JK: As stated in the previous answer, we don’t really think that this is the right way to go for the top players that we work with. In fact, it’s kind of a step back in the value chain. We believe publishers should move forward and get closer to the advertiser and ultimately the end user. The closer you are the more and better data you will have. This is also one of the reasons publishers choose us. They see the value of data but they want to own and control it - not give it away to third parties. With our system they can capitalize on their own data at the same time as they can use third party data to further strengthen their offer and results.
What significant changes have you seen in the European display market over the last twelve months? And what are likely to see happen this year?

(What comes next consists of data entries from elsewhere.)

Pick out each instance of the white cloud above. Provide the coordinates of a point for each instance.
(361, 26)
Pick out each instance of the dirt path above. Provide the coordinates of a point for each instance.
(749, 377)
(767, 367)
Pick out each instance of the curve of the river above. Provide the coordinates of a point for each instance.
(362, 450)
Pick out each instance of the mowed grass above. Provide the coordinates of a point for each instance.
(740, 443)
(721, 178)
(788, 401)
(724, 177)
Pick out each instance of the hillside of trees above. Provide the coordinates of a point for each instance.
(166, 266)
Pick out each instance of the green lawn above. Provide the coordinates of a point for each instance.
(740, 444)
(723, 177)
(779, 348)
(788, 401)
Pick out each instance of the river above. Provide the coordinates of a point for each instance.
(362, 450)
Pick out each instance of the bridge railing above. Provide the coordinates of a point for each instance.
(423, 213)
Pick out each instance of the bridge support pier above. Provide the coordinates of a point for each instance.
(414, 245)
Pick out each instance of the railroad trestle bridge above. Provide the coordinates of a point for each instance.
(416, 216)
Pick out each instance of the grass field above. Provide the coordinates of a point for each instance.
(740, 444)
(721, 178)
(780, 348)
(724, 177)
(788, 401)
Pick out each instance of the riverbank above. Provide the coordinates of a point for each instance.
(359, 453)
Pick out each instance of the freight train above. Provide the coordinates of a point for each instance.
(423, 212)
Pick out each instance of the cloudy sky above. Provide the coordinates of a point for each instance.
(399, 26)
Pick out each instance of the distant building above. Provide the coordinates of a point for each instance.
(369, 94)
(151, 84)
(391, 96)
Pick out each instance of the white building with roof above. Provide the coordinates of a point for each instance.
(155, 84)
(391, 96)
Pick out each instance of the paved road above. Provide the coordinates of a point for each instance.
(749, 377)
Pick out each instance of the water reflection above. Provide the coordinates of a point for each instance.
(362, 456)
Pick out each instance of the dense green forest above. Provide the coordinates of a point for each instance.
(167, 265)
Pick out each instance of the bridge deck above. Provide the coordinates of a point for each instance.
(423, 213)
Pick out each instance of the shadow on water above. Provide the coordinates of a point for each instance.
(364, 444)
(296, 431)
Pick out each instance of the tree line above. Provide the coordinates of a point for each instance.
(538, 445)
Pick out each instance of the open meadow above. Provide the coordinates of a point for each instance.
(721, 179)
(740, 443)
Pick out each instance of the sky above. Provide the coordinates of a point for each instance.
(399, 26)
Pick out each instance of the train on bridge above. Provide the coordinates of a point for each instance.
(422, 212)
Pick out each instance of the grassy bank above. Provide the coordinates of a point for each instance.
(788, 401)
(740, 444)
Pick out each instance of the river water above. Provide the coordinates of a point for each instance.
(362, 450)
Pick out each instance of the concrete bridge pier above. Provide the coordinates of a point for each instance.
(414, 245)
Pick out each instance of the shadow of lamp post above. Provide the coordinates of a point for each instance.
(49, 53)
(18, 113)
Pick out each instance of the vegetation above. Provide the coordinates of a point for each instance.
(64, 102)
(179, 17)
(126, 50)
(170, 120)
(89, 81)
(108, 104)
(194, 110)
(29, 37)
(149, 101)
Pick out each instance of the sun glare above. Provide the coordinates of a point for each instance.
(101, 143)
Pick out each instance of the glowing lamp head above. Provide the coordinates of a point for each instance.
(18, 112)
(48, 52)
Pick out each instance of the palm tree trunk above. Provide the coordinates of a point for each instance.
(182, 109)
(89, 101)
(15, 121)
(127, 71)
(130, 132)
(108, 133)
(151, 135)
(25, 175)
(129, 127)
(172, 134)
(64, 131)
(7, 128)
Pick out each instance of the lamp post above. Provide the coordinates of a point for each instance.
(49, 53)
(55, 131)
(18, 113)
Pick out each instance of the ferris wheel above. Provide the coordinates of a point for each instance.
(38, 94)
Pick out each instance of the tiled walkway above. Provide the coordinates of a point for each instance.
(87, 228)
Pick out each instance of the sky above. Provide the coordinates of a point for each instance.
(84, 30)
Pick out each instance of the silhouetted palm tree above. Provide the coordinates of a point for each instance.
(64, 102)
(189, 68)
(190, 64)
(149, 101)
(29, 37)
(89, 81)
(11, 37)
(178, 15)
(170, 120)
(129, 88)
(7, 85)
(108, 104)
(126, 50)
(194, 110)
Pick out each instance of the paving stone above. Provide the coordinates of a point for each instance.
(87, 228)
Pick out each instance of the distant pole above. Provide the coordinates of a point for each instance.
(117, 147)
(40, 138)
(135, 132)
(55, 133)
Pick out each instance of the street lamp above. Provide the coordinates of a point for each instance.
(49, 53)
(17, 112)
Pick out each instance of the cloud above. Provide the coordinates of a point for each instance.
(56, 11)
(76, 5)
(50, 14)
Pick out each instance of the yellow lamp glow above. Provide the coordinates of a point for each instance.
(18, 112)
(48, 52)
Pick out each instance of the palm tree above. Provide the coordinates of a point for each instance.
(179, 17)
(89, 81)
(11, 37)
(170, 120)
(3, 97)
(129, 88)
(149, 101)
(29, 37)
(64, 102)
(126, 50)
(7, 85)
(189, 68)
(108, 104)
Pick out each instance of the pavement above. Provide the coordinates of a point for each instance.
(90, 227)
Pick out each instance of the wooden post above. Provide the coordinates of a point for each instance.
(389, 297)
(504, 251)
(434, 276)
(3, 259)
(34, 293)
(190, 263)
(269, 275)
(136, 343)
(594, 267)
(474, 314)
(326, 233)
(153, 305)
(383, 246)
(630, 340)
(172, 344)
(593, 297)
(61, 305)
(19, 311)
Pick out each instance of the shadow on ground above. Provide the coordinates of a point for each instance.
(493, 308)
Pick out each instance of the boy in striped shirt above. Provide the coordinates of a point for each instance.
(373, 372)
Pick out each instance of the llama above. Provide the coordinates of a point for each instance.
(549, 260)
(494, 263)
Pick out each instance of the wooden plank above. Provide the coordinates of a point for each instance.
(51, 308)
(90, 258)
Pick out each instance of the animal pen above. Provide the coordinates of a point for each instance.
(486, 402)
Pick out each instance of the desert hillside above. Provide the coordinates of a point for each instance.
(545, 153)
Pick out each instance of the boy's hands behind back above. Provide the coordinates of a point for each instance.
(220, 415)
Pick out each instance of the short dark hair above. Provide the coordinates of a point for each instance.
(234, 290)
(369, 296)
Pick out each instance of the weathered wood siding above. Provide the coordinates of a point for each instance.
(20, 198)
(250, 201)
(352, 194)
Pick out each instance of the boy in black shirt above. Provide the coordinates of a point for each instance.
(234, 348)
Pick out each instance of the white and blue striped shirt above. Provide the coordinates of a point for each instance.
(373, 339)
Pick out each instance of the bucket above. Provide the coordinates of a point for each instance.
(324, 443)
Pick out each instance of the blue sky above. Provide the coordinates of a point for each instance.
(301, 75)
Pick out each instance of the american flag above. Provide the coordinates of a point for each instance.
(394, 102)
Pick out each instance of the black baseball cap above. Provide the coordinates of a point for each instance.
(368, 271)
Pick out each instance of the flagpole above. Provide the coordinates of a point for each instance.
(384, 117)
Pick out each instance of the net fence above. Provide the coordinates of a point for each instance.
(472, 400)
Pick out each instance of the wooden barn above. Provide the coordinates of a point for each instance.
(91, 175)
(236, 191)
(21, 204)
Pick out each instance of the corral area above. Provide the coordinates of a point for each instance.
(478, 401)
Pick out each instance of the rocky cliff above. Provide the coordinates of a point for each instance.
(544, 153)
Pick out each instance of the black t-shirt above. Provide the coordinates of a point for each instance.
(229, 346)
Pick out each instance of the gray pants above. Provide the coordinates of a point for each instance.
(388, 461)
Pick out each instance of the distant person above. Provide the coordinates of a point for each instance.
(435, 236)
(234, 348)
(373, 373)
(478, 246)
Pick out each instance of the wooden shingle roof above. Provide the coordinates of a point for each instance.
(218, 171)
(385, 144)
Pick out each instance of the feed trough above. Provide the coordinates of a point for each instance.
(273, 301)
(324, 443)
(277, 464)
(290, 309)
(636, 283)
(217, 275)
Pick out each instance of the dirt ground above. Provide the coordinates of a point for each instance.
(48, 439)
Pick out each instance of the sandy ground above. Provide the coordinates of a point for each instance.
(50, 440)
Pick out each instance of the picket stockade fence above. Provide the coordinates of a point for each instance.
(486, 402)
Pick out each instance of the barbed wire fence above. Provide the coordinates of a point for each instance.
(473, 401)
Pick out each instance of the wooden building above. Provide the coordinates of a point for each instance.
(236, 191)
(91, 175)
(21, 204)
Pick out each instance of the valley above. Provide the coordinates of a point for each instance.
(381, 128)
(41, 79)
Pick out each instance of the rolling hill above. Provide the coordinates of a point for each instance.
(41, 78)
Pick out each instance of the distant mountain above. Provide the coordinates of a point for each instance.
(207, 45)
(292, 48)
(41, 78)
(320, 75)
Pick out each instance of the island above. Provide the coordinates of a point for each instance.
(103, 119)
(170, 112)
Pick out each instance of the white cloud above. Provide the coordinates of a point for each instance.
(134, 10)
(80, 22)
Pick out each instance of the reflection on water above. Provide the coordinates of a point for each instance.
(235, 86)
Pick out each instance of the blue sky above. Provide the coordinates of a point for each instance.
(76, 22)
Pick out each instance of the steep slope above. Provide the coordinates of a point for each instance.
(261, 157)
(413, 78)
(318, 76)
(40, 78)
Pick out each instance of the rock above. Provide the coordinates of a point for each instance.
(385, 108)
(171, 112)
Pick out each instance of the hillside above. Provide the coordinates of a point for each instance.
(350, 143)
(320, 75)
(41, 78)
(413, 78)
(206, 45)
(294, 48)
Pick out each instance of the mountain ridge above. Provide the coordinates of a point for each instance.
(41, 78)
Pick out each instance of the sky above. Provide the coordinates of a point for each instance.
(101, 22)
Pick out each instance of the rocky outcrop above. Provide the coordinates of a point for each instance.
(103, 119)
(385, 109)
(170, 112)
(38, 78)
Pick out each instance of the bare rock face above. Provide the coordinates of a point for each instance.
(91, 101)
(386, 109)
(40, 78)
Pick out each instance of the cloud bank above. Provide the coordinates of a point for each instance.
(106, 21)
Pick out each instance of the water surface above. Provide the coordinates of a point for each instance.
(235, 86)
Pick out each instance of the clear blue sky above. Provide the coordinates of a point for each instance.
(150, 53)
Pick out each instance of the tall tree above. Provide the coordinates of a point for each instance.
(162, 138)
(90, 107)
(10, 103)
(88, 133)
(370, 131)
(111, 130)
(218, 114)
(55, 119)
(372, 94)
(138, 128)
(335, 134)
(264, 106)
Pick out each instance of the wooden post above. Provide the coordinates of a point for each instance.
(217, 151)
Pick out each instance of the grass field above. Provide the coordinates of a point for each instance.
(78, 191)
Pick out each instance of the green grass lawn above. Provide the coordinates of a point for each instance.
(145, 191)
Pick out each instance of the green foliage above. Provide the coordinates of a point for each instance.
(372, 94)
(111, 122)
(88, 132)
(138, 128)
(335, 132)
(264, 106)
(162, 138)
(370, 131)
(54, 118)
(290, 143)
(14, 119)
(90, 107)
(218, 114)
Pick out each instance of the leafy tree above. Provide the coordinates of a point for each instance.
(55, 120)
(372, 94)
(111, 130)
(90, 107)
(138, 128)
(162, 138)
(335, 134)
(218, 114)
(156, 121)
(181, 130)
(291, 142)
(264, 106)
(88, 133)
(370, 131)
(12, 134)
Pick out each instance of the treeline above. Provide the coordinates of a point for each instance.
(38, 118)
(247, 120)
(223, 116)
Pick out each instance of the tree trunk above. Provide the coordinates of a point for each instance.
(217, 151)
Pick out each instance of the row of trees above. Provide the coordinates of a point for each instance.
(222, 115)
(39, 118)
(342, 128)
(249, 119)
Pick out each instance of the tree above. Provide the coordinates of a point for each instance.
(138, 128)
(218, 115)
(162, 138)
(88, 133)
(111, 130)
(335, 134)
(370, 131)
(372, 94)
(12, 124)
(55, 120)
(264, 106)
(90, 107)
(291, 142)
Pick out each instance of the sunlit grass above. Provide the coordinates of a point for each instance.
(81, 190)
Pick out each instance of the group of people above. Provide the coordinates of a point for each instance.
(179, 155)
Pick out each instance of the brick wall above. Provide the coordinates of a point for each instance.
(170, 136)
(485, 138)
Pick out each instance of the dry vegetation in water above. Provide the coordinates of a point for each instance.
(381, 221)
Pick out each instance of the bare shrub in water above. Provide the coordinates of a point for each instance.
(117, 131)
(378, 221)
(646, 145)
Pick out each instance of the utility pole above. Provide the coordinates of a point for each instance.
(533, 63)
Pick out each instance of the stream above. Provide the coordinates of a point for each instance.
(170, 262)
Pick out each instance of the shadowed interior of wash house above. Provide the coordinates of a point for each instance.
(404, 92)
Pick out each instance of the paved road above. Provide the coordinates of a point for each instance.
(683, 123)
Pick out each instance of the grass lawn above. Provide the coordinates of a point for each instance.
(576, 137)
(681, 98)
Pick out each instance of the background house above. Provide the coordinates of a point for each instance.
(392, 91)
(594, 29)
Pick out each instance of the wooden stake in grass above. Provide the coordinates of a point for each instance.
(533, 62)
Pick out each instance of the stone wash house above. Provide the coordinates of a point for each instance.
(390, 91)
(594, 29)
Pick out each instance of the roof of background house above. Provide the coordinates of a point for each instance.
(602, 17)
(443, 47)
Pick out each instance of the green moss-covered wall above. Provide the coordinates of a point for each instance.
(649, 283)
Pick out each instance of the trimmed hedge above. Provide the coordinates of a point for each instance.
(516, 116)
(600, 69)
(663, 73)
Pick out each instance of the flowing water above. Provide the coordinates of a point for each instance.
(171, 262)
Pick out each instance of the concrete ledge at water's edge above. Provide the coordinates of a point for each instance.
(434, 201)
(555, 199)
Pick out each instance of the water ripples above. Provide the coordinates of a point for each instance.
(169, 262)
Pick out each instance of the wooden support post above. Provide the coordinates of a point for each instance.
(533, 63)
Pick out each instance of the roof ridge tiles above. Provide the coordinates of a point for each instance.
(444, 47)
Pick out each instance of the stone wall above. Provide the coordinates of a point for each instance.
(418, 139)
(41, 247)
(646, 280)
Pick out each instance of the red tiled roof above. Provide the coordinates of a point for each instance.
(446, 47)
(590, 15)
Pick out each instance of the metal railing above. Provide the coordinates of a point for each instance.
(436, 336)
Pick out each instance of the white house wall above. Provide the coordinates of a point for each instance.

JK: At the start of 2009 there was almost a feeling of panic when I talked to publishers across Europe. They were all very concerned about the impact of the economic recession and were fumbling around trying to make sense of all the alternatives they were offered to improve their ad revenues. The discussions were more often about where revenues would come from next week rather than where they would come from in three years time. That has now changed and Publishers are yet again very willing to decide on long-term strategies. In the first half of 2009 we were also delivering a lot of what we call “easy fix” solutions where customers just wanted a tool to optimize their current set of ad networks. We now see how these customers are starting to develop their business by adding more direct advertisers to their customer base. One of the main reasons for this is the significant growth of the performance sales market.